Yes and Knuth too. Your research and code are incredible, almost
untouchable. Yet sort performance is important and empirical evidence
suggests that this can be improved upon significantly, so I am and will
be spending time trying to improve upon that. Another time...
This thread was aiming to plug a problem I saw with 8.1's ability to use
very large work_mem settings. I felt that either my performance numbers
were wrong or we needed to do something; I've not had anybody show me
performance numbers that prove mine doubtful, yet.
> During the run-forming phase it's definitely useful to eat all the
> memory you can: that translates directly to longer initial runs and
> hence fewer merge passes.
Sounds good, but maybe that is not the dominant effect. I'll retest, on
the assumption that there is a benefit, but there's something wrong with
my earlier tests.
> During the run-merging phase it's possible
> that using less memory would not hurt performance any, but as already
> stated, I don't think it will actually end up cutting the backend's
> memory footprint --- the sbrk point will be established during the run
> forming phase and it's unlikely to move back much until transaction end.

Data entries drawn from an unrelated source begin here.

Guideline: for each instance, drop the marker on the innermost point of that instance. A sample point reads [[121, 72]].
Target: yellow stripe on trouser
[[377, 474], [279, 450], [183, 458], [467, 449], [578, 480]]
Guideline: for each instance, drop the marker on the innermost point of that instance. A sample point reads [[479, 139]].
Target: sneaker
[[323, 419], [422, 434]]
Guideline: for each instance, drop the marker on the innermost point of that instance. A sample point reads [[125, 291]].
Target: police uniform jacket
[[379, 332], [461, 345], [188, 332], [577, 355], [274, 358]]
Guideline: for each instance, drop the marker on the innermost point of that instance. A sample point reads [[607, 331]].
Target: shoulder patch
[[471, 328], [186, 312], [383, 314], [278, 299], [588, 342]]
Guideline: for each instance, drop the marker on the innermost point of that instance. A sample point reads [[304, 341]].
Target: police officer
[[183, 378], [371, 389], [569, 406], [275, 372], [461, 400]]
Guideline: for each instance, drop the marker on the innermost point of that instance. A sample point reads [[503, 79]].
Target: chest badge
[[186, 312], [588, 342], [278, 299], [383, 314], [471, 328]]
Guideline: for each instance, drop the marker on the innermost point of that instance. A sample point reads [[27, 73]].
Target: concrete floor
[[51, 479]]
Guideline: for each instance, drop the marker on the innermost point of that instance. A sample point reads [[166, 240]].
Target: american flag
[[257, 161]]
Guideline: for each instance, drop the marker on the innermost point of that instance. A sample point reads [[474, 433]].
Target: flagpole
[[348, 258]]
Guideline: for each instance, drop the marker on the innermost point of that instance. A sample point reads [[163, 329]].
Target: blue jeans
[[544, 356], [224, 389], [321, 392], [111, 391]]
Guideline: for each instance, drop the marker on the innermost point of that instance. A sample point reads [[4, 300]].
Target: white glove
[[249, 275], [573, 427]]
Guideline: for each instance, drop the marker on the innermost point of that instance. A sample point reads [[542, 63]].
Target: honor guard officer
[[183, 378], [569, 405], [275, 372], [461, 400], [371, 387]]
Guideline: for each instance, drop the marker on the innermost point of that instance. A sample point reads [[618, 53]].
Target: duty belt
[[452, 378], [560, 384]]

> Also, if I recall the development of that code correctly, the reason for
> using more than minimum memory during the merge phase is that writing or
> reading lots of tuples at once improves sequentiality of access to the
> temp files. So I'm not sure that cutting down the memory wouldn't hurt
> performance.
Cutting memory below about 16 MB does definitely hurt external sort
performance; I explain that as being the effect of sequential access. I
haven't looked to nail down the breakpoint exactly since it seemed more
important simply to say that there looked like there was one.. Its just
that raising it above that mark doesn't help much, according to my
current results.
I'll get some more test results and repost them, next week. I will be
very happy if the results show that more memory helps.
Best Regards, Simon Riggs